15

What is the difference between the count and the gauge metric types in DataDog? Or rather, when should I prefer one over the other? The definitions from their website don't help me much:

Count:

The COUNT metric submission type represents the total number of event occurrences in one time interval. A COUNT can be used to track the total number of connections made to a database or the total number of requests to an endpoint. This number of events can accumulate or decrease over time—it is not monotonically increasing.

Gauge:

The GAUGE metric submission type represents a snapshot of events in one time interval. This representative snapshot value is the last value submitted to the Agent during a time interval. A GAUGE can be used to take a measure of something reporting continuously—like the available disk space or memory used.

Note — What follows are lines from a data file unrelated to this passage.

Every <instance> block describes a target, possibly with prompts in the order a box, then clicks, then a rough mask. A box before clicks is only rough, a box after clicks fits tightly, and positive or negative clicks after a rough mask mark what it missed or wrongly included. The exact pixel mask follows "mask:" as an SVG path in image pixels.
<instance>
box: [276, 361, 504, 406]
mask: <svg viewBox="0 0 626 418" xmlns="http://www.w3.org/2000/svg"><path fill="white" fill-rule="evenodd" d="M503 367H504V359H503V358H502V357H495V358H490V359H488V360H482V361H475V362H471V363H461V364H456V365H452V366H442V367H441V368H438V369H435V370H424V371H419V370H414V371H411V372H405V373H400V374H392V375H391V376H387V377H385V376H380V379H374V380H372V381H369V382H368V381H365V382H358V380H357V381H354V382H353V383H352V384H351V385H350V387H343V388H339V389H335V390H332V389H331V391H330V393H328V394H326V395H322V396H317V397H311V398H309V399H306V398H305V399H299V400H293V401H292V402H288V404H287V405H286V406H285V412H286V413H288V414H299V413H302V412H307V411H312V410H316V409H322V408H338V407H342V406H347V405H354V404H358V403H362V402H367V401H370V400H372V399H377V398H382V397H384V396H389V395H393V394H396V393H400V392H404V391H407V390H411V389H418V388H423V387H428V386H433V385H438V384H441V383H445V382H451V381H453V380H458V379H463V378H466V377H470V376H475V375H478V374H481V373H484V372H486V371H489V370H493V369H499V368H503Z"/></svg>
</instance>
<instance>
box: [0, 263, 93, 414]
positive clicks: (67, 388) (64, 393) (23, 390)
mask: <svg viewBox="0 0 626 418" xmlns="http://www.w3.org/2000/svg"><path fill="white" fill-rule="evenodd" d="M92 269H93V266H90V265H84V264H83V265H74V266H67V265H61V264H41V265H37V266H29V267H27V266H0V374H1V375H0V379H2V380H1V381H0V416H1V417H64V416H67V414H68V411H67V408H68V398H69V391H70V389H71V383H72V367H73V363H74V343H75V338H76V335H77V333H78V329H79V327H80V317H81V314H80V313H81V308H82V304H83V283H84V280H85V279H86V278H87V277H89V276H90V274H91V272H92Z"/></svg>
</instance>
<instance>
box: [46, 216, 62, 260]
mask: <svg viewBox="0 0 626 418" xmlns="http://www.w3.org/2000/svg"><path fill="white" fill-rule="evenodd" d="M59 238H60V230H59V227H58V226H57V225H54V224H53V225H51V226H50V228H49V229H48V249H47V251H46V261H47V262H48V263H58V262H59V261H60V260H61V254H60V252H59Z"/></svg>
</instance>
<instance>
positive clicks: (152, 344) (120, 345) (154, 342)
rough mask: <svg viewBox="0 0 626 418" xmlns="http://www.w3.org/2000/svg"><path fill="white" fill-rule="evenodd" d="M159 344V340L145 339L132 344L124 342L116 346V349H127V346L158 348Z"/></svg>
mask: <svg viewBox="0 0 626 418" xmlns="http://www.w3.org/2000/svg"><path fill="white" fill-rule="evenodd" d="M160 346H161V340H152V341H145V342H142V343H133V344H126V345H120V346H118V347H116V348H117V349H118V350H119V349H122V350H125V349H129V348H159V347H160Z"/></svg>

The count type seems to be somewhat related to the rate type, but for me it is unclear why or when I should use count instead of gauge. I mean in principle a measurement of "something" could always be presented as a gauge, couldn't it?

Bastian Venthur
  • 12,515
  • 5
  • 44
  • 78

1 Answers1

14

The datadog doc gives clear examples about their differences:

Count

Suppose you are submitting a COUNT metric, activeusers.basket_size, from a single host running the Datadog Agent. This host emits the following values in a flush time interval: [1,1,1,2,2,2,3,3].

The Agent adds all the values received in one time interval and submits the total number, in this case 15, as the COUNT metric’s value.

Gauge

Suppose you are submitting a GAUGE metric, temperature, from a single host running the Datadog Agent. This host emits the following values in a flush time interval: [71,71,71,71,71,71,71.5].

The Agent submits the last reported number, in this case 71.5, as the GAUGE metric’s value.

Essentially, in a flush time interval, usually 10s, Count accumulates all values and submit the sum value, while Gauge only keeps the latest one because it's a snapshot, and it also consumes less resource.

One good example for Count is that we want to know how many 404 happens in a certain time period, in this scenario, the sum matters. One good example for Gauge is that we want to check the memory usage of a server, 10s, the default flush interval, is sufficient to get one particular snapshot about it.

springuper
  • 508
  • 4
  • 11